### Setting up Chrome Driver for Selenium

chrome://version/


https://chromedriver.chromium.org/downloads

### Inspecting website using Developer Tools

Developer tools can help you understand the structure of a website. All modern browsers come with developer tools installed. In this section, you’ll see how to work with the developer tools in Chrome. The process will be very similar to other modern browsers.


http://books.toscrape.com/index.html

* Mac: Cmd+Alt+I
* Windows/Linux: Ctrl+Shift+I
    
* All: F12


HTML Markup Language
CSS Styling Language
JS Programming Language

### Follow the rules for scrapers and bots
Each site usually has a robots.txt on the root of their domain. This is where the website owner explicitly states what bots are allowed to do on their site. Simply go to example.com/robots.txt and you should find a text file.


* https://www.facebook.com/robots.txt

In [None]:
import requests

URL = "http://books.toscrape.com/index.html"
page = requests.get(URL)

#print(page.text)


1. import the requests library.
2. specify the URL you want to scrape.
3. send a HTTP request to the specified URL and save the response from server in a response object called page

`page.text` would be preferred for textual responses, such as an HTML or XML document, and `page.content` would be preferred for "binary" filetypes, such as an image or PDF file

In [None]:
# import web grabbing client and
# HTML parser
# urllib is a native python library that is already available to you.
from urllib.request import urlopen

url = 'http://books.toscrape.com/index.html'

In [None]:
# grab website and store in variable client
client = urlopen(url)
# read and close HTML
page_html = client.read()
client.close()

BeautifulSoup is a tool for HTML parsing but we will need a web client to grab something from the internet. 

**html.parser** - BeautifulSoup(markup, "html.parser")
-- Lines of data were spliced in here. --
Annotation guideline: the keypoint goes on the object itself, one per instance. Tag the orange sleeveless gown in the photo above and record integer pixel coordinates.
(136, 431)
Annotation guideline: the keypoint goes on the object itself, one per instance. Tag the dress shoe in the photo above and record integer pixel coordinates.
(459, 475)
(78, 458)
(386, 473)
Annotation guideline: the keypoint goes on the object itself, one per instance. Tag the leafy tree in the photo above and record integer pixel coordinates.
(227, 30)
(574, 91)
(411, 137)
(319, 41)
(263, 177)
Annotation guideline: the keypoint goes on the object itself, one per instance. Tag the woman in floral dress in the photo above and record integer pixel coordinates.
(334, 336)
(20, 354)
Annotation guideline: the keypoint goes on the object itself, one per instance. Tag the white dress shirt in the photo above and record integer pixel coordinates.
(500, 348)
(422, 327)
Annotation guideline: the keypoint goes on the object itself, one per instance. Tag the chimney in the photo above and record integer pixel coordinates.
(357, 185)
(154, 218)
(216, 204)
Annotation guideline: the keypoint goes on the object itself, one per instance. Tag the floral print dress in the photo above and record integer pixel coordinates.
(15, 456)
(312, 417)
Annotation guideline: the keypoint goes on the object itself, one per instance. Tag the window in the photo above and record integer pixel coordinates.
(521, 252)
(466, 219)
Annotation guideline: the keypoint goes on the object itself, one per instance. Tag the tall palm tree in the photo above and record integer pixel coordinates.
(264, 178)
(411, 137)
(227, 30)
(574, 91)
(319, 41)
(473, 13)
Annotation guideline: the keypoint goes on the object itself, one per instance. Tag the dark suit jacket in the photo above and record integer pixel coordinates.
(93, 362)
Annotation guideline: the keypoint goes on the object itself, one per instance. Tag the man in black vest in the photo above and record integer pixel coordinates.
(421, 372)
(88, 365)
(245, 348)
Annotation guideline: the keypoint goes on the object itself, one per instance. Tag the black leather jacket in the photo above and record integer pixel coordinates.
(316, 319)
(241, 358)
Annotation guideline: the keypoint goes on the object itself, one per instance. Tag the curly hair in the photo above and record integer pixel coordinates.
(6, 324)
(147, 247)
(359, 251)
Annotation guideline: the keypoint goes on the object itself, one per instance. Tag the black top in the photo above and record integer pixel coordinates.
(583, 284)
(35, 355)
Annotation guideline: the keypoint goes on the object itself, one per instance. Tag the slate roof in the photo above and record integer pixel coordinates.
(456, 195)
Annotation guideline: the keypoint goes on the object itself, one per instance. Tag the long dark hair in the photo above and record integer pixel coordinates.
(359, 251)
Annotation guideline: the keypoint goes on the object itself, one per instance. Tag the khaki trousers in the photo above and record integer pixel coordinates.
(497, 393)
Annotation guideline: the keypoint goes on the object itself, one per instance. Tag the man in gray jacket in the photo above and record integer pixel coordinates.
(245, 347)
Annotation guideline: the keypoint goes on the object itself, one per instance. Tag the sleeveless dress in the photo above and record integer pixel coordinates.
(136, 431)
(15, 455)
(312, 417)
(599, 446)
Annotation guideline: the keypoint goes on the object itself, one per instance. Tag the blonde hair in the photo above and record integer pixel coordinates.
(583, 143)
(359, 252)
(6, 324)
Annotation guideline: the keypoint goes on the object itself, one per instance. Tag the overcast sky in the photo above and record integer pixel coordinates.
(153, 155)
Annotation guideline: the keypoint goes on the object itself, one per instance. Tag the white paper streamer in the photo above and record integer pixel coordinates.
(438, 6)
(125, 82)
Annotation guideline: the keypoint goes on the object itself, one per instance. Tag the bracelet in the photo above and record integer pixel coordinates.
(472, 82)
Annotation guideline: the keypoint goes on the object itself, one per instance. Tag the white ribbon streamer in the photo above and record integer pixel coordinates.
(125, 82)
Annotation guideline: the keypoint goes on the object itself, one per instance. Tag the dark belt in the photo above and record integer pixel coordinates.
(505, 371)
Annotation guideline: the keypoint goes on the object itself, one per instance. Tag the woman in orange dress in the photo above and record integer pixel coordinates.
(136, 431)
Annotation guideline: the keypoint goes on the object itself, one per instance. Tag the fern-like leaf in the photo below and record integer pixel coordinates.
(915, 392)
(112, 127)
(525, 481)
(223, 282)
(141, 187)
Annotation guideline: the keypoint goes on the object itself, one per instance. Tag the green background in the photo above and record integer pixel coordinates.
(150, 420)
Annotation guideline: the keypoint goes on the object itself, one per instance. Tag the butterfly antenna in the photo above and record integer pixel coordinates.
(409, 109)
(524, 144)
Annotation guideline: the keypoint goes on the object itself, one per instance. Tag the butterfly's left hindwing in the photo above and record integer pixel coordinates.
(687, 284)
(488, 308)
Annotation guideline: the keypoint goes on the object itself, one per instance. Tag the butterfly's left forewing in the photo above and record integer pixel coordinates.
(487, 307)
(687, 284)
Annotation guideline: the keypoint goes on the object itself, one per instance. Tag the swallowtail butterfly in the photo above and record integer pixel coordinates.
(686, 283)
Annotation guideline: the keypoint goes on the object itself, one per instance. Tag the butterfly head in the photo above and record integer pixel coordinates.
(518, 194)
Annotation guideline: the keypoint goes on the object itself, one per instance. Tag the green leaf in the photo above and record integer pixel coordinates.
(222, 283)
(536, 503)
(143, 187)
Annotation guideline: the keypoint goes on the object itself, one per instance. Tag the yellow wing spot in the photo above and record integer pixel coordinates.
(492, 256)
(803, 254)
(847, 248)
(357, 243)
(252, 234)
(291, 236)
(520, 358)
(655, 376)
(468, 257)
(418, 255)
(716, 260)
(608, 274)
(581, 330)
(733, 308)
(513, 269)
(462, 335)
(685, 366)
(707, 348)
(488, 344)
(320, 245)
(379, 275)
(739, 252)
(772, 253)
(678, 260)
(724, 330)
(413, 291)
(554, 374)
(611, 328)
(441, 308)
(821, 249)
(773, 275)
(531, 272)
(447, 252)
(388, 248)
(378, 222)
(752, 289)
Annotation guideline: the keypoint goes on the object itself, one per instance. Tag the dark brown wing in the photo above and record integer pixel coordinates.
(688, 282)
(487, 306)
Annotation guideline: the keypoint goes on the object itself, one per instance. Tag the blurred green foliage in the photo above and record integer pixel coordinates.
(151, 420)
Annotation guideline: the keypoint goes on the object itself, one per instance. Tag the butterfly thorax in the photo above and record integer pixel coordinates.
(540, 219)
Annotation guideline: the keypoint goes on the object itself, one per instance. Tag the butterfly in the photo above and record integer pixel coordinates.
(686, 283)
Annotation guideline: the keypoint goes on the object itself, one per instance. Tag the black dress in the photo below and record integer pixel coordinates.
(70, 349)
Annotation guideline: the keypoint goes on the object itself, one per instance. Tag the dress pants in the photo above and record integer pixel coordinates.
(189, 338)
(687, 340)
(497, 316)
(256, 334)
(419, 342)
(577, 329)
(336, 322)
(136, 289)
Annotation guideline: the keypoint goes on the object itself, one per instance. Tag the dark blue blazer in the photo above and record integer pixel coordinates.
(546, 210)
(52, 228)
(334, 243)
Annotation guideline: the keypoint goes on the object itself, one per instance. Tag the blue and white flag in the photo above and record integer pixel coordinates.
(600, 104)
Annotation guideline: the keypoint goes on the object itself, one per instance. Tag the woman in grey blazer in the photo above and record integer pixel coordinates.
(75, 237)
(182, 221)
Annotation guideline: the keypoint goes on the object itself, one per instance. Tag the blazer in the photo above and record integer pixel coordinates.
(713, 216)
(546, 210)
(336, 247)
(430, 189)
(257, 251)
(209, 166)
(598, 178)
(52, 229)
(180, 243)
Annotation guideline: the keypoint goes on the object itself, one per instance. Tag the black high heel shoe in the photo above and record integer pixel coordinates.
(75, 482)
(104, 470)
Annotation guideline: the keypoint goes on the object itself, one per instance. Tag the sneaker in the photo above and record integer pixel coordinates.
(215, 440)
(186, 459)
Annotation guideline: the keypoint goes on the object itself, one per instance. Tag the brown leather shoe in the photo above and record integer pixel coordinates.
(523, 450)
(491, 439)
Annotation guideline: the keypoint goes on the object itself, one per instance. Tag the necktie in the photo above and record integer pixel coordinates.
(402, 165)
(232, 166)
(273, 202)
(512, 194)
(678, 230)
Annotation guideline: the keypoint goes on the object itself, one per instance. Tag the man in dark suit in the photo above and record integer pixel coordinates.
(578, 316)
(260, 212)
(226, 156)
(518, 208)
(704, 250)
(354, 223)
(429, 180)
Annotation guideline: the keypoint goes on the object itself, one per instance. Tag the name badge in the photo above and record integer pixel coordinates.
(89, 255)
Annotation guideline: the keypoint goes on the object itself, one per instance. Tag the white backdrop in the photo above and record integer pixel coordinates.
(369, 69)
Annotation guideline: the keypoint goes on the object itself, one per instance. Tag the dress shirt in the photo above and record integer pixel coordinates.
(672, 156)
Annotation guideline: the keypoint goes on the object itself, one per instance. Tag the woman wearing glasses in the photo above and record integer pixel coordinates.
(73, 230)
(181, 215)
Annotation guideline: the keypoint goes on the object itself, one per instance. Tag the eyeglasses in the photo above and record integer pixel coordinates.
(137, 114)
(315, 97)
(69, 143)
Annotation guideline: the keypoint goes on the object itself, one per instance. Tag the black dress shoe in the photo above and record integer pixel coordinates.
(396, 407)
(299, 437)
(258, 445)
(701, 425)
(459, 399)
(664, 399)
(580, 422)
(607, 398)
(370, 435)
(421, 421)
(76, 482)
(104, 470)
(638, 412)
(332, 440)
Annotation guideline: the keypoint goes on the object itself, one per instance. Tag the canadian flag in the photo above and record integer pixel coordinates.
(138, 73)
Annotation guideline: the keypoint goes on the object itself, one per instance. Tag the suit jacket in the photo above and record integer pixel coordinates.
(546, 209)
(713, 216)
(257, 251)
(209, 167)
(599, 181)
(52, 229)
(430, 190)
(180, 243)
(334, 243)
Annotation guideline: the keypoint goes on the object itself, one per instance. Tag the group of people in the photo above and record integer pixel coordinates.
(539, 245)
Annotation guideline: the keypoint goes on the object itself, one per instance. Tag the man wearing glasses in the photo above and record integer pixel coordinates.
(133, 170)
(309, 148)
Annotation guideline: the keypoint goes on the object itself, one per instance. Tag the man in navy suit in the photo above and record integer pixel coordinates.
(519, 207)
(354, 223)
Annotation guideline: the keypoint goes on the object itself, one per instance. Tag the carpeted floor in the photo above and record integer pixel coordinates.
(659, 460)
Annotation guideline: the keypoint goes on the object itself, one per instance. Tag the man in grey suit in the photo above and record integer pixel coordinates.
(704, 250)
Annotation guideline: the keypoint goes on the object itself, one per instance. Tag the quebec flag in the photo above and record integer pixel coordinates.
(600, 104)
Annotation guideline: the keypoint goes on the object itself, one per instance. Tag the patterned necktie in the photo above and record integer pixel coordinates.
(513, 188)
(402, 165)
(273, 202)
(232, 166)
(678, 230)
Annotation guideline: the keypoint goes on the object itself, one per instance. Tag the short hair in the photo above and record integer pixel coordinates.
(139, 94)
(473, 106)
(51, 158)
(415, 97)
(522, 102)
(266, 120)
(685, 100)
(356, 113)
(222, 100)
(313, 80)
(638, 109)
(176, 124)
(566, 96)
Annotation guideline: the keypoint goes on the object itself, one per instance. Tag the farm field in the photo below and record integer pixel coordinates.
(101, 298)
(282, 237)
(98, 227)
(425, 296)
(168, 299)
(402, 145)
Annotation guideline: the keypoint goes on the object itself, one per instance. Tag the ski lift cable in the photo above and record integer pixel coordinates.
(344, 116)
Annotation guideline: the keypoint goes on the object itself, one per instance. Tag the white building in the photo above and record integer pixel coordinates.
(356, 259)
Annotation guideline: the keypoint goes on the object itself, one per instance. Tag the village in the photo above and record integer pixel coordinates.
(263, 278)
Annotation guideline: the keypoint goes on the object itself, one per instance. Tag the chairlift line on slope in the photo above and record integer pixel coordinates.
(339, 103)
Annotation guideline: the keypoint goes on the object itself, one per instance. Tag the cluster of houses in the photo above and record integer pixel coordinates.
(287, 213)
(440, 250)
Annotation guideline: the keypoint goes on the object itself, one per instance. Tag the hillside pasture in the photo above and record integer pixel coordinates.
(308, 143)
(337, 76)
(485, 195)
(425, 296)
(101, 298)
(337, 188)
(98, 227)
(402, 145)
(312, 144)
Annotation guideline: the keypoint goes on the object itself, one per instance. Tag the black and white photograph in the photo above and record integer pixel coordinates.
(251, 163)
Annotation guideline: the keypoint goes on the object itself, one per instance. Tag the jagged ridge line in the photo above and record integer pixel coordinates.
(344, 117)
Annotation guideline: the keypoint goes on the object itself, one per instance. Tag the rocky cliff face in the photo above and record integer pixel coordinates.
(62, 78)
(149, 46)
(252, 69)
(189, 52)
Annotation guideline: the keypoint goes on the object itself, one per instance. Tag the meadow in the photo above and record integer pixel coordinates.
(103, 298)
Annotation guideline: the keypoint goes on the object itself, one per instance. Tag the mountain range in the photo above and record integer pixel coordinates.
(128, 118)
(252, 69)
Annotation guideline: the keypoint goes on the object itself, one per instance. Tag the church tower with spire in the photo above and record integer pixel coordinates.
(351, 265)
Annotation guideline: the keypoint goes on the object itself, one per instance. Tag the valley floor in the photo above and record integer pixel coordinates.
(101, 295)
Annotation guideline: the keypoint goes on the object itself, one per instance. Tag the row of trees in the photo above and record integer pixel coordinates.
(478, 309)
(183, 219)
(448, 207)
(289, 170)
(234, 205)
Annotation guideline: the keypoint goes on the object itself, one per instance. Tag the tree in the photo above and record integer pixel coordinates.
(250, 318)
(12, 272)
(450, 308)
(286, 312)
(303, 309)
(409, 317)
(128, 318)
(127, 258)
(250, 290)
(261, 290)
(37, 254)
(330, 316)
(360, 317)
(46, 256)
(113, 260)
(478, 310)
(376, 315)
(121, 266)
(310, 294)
* Advantages: Decent speed, Lenient (as of Python 2.7.3 and 3.2.)

* Disadvantages: Not very lenient (before Python 2.7.3 or 3.2.2)

**lxml** - BeautifulSoup(markup, "lxml")

* Advantages: Very fast, Lenient

* Disadvantages: External C dependency

**html5lib** - BeautifulSoup(markup, "html5lib")

* Advantages: Extremely lenient, Parses pages the same way a web browser does, Creates valid HTML5

* Disadvantages: Very slow, External Python dependenc

A single book and its information are contained under the `<li>` tag. 

The findAll() function looks for all the li tags with class(can be ID if its ID) named `col-xs-6 col-sm-4 col-md-3 col-lg-3` and stores it in the variable bookshelf.

In [None]:
from bs4 import BeautifulSoup as BS

# call BeautifulSoup for parsing
page_soup = BS(page_html, "html.parser")
# grabs all the products under list tag
bookshelf = page_soup.findAll("li", {"class": "col-xs-6 col-sm-4 col-md-3 col-lg-3"})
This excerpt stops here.